Consumers cautiously optimistic about spending plans for rest of year

Consumers cautiously optimistic about spending plans for rest of year, says Conversity research

72% of UK respondents plan to spend the same or more than last year on clothing and jewellery; figure is 61% for healthcare products and cosmetics

New research by retail technology expert Conversity has found that 71% of UK consumers purchased clothing in the last 12 months, with 41% buying healthcare or vitamin products, and 41% spending money on skincare and cosmetics. Despite a tough financial year for many, the data suggests that a significant proportion of consumers plan to either spend the same amount or more on such products this year, with e-commerce set to sustain its dominance in the coming months.

Almost three-quarters of consumers polled (72%) said they will spend either the same amount or more online on jewellery this year as they did in 2020, with this figure also being 72% for clothing. 61% plan to maintain or increase their e-commerce spending on healthcare and vitamins this year, with 61% also saying the same for skincare and cosmetics.

Respondents were also asked how much they plan to spend on shopping online each month throughout 2021 (excluding necessities such as food). Almost six in ten consumers (59%) envisage spending between £51 and £250 per month on a range of non-essential purchases such as clothing, household items or electronics. This rises to 74% for those aged 18-24, and 66% for shoppers in the 25-43 age group.

While this may hint at growing consumer confidence, an element of caution is still very much present: almost a third of respondents (31%) say their monthly e-commerce spending will be limited to between £0 and £50. This is much higher in older consumers, rising to 48% for those aged 56-74.

Commenting on the findings, Brad Christian, Global Chief Customer Officer at Conversity, said: “The uncertainty of the last 12 months has meant many of us have reduced overall spending – which we have seen in the rocky performance of the retail sector in this time.

“As might be expected, the desire to spend more online varies considerably depending on age. Younger consumers appear eager to spend their hard-earned cash, possibly with the lifting of lockdown restrictions now on the horizon. Older shoppers are more circumspect, preferring to err on the side of caution for the time being.

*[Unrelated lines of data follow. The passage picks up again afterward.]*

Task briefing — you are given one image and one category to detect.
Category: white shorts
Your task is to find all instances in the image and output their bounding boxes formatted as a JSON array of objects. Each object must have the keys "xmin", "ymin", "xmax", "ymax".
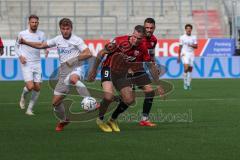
[
  {"xmin": 181, "ymin": 53, "xmax": 194, "ymax": 66},
  {"xmin": 64, "ymin": 66, "xmax": 84, "ymax": 85},
  {"xmin": 21, "ymin": 62, "xmax": 42, "ymax": 83}
]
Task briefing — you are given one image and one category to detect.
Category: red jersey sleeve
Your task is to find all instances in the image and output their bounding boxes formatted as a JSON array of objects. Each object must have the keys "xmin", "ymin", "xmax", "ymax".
[
  {"xmin": 141, "ymin": 43, "xmax": 151, "ymax": 62},
  {"xmin": 0, "ymin": 37, "xmax": 3, "ymax": 48}
]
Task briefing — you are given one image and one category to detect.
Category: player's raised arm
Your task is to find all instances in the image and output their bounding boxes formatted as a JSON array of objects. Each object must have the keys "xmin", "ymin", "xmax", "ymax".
[
  {"xmin": 188, "ymin": 36, "xmax": 198, "ymax": 49},
  {"xmin": 177, "ymin": 37, "xmax": 183, "ymax": 63},
  {"xmin": 19, "ymin": 37, "xmax": 49, "ymax": 49},
  {"xmin": 78, "ymin": 48, "xmax": 92, "ymax": 61},
  {"xmin": 88, "ymin": 48, "xmax": 108, "ymax": 81}
]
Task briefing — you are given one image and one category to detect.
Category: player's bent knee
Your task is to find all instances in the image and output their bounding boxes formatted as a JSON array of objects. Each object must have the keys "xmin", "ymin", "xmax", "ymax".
[
  {"xmin": 145, "ymin": 90, "xmax": 155, "ymax": 98},
  {"xmin": 123, "ymin": 97, "xmax": 135, "ymax": 106},
  {"xmin": 104, "ymin": 93, "xmax": 114, "ymax": 101},
  {"xmin": 26, "ymin": 84, "xmax": 34, "ymax": 91},
  {"xmin": 69, "ymin": 74, "xmax": 79, "ymax": 85}
]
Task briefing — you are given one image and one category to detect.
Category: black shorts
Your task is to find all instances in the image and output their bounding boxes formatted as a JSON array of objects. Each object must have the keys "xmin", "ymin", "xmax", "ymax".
[
  {"xmin": 101, "ymin": 67, "xmax": 111, "ymax": 82},
  {"xmin": 127, "ymin": 72, "xmax": 151, "ymax": 89},
  {"xmin": 111, "ymin": 72, "xmax": 151, "ymax": 91}
]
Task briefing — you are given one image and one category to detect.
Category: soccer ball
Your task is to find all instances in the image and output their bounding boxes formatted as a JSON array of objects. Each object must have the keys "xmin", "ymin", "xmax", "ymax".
[{"xmin": 81, "ymin": 97, "xmax": 97, "ymax": 111}]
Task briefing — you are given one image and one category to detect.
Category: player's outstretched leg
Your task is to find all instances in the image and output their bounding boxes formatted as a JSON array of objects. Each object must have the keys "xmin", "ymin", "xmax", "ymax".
[
  {"xmin": 19, "ymin": 82, "xmax": 33, "ymax": 109},
  {"xmin": 107, "ymin": 101, "xmax": 128, "ymax": 132},
  {"xmin": 187, "ymin": 66, "xmax": 193, "ymax": 90},
  {"xmin": 139, "ymin": 91, "xmax": 156, "ymax": 127},
  {"xmin": 53, "ymin": 95, "xmax": 69, "ymax": 132},
  {"xmin": 26, "ymin": 82, "xmax": 40, "ymax": 116}
]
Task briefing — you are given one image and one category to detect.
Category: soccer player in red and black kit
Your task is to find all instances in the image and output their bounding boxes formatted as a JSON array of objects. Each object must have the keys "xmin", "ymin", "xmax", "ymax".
[
  {"xmin": 0, "ymin": 37, "xmax": 4, "ymax": 56},
  {"xmin": 139, "ymin": 18, "xmax": 157, "ymax": 127},
  {"xmin": 89, "ymin": 25, "xmax": 159, "ymax": 132}
]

“Despite this, there are signs from our research that consumers see light at the end of the tunnel, and hope to continue – or even increase – the amount they spend on certain products. Both new and repeat customers have engaged with e-commerce on a level never seen before, with the figures showing that online spending plans across several product categories look healthy despite the current circumstances. Given the headwinds that brands have felt over the course of the last year, the consumer optimism seen in this research suggests that the sector will see a robust recovery as 2021 moves forward.”

“All of this underlines the fact that consumer relationships remain highly complex during this period, so retailers should approach the situation carefully. This means having the processes and technologies in place to ensure they understand the individual needs of each customer.”

He concluded: “Effective e-commerce personalisation is key in this respect. If a customer can visit a website and get the guidance needed to help them find the right product first time, they can ensure value for money regardless of their budgets. Providing that peace of mind is more crucial now than ever: retailers that focus on humanising the online shopping experience will be the ones remembered by their customers further down the line.”